Las dos películas basadas en Solaris logran capturar el pesadillesco enfrentamiento del hombre consigo mismo: la de Tarkovsky (1972) de manera lenta y algo confusa, la de Soderbergh (2002) con un tono minimalista y más preciso (aunque George Clooney no le da a Kelvin el toque de desesperación que necesita). Lo que no tiene ninguna película es el lado borgiano de Lem. La influencia de Borges en Lem es a veces demasiado obvia: el escritor polaco, por ejemplo, publicó dos libros de reseñas e introducciones a libros inexistentes (Provocación se consigue en español). En Solaris, la presencia de Borges es más sutil. Lem es un escritor que hace –permítase el juego de palabras— ficción de la ciencia. La ciencia, para él, es algo que hubiera aprobado el maestro argentino: un género literario. Así, de pronto nos encontramos con los informes científicos que dan cuenta de los descubrimientos en torno al planeta Solaris. Lem no despacha estos informes en un par de párrafos sino en varios, densos capítulos, todos ellos con un tono paródico, burlón. La “solarística” es infínita: “los sabios eran legión y cada uno tenía su propia teoría… Veubeke había preguntado un día, en broma: ¿Cómo quieren comunicarse con el oceáno cuando ni siquiera llegan a entenderse entre ustedes? La broma contenía una buena parte de verdad”.

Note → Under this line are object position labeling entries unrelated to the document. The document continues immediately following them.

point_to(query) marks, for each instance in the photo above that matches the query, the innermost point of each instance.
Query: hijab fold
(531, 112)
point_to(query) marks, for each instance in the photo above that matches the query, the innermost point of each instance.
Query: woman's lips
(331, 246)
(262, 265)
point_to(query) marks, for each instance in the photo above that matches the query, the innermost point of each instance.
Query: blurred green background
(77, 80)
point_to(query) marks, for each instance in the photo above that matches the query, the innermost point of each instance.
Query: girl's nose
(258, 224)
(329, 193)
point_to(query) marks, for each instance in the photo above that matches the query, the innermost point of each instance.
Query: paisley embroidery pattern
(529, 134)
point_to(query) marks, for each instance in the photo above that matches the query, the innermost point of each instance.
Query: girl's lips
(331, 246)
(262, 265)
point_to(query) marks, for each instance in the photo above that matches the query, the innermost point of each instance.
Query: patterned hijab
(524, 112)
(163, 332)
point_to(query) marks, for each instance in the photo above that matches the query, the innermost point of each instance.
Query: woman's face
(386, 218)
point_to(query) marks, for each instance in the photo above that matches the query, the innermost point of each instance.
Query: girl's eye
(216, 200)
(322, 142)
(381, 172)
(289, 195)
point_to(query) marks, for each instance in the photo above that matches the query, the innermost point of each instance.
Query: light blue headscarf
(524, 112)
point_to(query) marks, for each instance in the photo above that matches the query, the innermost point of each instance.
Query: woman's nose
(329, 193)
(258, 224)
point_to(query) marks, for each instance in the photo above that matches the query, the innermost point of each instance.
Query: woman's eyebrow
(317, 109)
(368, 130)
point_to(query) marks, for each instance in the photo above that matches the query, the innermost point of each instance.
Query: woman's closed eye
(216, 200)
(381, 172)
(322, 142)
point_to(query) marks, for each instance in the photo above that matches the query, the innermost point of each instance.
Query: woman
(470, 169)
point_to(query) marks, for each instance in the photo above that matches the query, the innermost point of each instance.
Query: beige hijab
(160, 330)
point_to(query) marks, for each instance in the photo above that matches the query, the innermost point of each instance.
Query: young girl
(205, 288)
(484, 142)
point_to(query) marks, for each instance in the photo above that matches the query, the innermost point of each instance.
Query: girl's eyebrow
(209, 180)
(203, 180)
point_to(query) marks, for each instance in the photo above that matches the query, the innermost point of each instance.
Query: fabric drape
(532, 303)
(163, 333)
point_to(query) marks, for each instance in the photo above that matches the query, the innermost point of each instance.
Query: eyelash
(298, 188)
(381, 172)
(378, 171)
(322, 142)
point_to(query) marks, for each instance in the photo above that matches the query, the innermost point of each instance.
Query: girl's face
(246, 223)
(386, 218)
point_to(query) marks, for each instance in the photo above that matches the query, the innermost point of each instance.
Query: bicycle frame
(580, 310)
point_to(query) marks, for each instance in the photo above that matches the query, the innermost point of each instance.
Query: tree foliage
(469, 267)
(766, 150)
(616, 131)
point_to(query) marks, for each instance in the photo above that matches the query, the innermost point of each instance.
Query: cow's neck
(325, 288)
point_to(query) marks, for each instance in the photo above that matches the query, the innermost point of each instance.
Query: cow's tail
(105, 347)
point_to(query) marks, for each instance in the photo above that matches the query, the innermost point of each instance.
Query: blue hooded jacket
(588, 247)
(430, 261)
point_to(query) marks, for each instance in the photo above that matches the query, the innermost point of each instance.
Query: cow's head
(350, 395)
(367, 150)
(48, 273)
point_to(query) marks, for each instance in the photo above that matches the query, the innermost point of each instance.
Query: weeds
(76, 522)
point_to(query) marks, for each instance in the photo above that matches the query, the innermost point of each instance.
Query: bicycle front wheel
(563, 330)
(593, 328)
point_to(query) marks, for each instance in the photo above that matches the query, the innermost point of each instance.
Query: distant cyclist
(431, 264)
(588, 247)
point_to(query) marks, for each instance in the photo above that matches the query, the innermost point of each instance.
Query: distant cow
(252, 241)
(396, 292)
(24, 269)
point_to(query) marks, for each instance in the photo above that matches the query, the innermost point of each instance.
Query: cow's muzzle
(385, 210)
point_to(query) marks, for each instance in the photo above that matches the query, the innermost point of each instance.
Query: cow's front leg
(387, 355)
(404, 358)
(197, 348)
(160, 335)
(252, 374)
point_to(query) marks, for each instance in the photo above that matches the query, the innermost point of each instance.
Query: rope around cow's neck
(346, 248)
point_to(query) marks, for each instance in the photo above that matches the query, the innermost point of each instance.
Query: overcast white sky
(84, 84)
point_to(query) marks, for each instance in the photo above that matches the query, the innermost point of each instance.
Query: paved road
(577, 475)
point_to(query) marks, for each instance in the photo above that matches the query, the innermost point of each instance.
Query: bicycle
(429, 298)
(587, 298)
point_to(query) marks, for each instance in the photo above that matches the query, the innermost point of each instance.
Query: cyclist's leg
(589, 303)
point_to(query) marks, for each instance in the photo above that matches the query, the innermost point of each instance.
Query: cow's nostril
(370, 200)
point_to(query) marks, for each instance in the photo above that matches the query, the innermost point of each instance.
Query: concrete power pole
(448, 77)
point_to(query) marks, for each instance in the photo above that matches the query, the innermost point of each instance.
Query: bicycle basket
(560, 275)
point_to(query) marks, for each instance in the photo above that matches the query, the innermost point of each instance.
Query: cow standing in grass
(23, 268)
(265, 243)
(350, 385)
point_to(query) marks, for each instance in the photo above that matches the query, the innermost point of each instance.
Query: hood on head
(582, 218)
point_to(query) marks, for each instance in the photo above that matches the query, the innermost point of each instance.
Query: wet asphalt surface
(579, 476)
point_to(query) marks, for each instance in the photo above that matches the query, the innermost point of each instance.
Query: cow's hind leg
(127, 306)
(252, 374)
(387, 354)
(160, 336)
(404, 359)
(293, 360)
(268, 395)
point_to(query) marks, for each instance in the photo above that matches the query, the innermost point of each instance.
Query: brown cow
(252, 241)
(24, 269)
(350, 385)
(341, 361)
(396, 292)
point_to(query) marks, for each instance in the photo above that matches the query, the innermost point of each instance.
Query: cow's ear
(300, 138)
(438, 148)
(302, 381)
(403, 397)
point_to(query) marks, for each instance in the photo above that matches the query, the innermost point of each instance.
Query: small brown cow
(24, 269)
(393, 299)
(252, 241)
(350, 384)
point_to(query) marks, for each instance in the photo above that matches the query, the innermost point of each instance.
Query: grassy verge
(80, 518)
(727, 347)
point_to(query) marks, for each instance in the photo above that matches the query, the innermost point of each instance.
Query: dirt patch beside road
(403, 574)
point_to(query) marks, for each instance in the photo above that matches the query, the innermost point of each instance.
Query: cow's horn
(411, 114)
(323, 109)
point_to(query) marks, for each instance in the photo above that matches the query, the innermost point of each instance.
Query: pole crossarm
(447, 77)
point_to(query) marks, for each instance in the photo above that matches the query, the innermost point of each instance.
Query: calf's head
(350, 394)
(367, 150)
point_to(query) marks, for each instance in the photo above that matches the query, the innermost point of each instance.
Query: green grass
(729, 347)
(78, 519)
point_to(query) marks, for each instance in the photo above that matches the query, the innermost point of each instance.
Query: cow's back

Como los sabios de “Tlon, Uqbar, Orbis Tertius”, los que se dedican al estudio de Solaris son capaces de hipótesis convincentes: la Civito-Vitta señala que el oceáno ha sido producto de un “desarrollo dialéctico: a partir de la forma primitiva preoceánica, una solución de cuerpos químicos de reacción lenta, y por la fuerza de las circunstancias… había llegado de un solo salto, sin pasar por los distintos grados de evolución terrestre”. Como todo conocimiento, el de Solaris tiene su evangelio ortodoxo y sus textos apócrifos como el informe de Berton. Hay todo un capítulo dedicado a los “pensadores”, en los que se pueden encontrar libros como El Compendio de Gravinsky y la Introducción a la Solarística de Muntius, y escuelas rivales como las de Panmaller, Strobel, Freyhouss, Le Greuille, Osipowicz. La burla de Lem apunta a algo serio: a la necesidad del hombre de catalogar los límites de su conocimiento, y a la inevitable arbitrariedad de ese catálogo.
Stanislaw Lem nació en Lvov (hoy Lviv, Ucrania) en 1921. En 1944 se mudó a Cracovia, donde vivió el resto de su vida. Comenzó en los años cincuenta como un escritor más del realismo socialista. Poco después descubrió su verdadera veta, la de la ciencia ficción. Quizás porque era considerado un autor de un género menor, pudo publicar lo que quiso, sin censura alguna, durante los años de la ocupación soviética de Polonia. Se convirtió en el autor polaco más leído del siglo XX (veintisiete millones de libros vendidos, traducción a cuarenta idiomas), y quizás, aunque suene a herejía, en un escritor más influyente que sus prestigiosos compatriotas ganadores del Nobel (Milosz, Szymborska). Admiraba a Verne, Dumas y Wells. Su libro más conocido, Solaris, ha envejecido muy bien, al igual que buena parte de su obra. Es también el creador de dos personajes notables: el piloto Pirx y el astronauta Ijon Tichy. Para nuestra suerte, la editorial Alianza ha comenzado a editar en español, en su colección de bolsillo, toda la obra de Lem.